White Reaper - White Reaper Does it Again (Cover Artwork)

White Reaper

White Reaper Does it Again (2015)

Polyvinyl Records

White Reaper Does It Again is 100-percent correct. If you were a fan of their previous EP, with it's poppy garage lean seasoned with curly keyboard lines, then good news: here's more of it. Thirty-three minutes more of it, to be precise. The songs here drip equally with garage rock sweat and teenage bubblegum rock and roll angst. This is the type of music White Reaper excels at and they don't seem particularly keen on branching out. This early in their career, it's not that much of an issue, but this could mark the beginning of the band spinning their wheels creatively.

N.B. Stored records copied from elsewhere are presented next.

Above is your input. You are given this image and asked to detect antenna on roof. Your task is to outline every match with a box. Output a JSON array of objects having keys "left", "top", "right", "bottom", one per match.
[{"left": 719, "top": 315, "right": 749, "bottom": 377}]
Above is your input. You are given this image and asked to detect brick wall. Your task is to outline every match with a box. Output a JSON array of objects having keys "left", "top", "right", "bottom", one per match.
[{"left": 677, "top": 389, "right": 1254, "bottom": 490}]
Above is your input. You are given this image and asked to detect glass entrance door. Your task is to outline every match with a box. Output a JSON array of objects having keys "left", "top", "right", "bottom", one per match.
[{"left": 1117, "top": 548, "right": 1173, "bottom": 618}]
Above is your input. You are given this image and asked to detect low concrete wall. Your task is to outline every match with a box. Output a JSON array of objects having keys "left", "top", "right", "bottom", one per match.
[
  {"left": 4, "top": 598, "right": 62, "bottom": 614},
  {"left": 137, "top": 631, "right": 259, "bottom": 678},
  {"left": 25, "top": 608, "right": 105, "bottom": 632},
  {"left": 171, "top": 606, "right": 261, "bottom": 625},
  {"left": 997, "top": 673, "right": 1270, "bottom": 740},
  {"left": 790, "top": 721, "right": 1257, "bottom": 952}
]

The front half of the record offers catchy songs like "Make Me Wanna Die" and "Pills" with fuzzy exteriors, sometimes punctured by an overblown shout or a bent guitar string. "On Your Mind" has enough of a Weezer-like stomp that it would probably fit pretty comfortably on that first Surfer Blood record. Comparison to that band as a whole might not make the most sense sonically, but they could follow similar paths on future albums. Surfer Blood didn't really evolve past that first record, instead retreading their sound to diminishing returns. White Reaper, though too early in their career to really tell, seems like they're headed in the exact same direction.

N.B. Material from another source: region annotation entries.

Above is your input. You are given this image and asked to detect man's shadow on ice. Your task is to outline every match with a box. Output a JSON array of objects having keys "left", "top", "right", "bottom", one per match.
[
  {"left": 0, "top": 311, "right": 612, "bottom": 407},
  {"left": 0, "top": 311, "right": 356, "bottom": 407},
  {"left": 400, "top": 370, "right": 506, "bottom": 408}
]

Late last year, I saw White Reaper open up for label mates Deerhoof, and their live shows had enough exuberant energy to give the headliners a run for their money (and approaching Deerhoof levels of childlike energy is no small feat). This record supplies plenty of fuel for those shows and I can only imagine standout tracks like "Don't You Think I Know?" and "Candy" sound excellent in that setting. However, after a few spins on record, the songs all start to sound like equal parts in a darkly colored cotton candy whirlwind (which, yes, sounds fun, but it doesn't bode well for track distinction).

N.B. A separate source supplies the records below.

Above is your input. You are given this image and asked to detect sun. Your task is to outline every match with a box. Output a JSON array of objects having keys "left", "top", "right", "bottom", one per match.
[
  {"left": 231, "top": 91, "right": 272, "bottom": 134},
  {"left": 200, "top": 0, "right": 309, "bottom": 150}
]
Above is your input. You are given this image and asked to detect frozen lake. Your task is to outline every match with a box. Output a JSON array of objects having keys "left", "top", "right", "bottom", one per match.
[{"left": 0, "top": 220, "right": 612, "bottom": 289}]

"Friday the 13th" is one of the few tracks here to stray from the pack, sporting an eerie synth-line that John Carpenter and Umberto usually build worlds out of. Unfortunately, the track is all too brief and it is back to business as usual on "Wolf Trap Hotel." White Reaper Does it Again ends "B.T.K." The track is a real stomper, throwing a large hook around with reckless abandon. It's a perfect example of White Reaper does. And while it may be easy to worry about where this band will go from here, it's a whole lost easier to sit back, relax, and enjoy the whirlwind.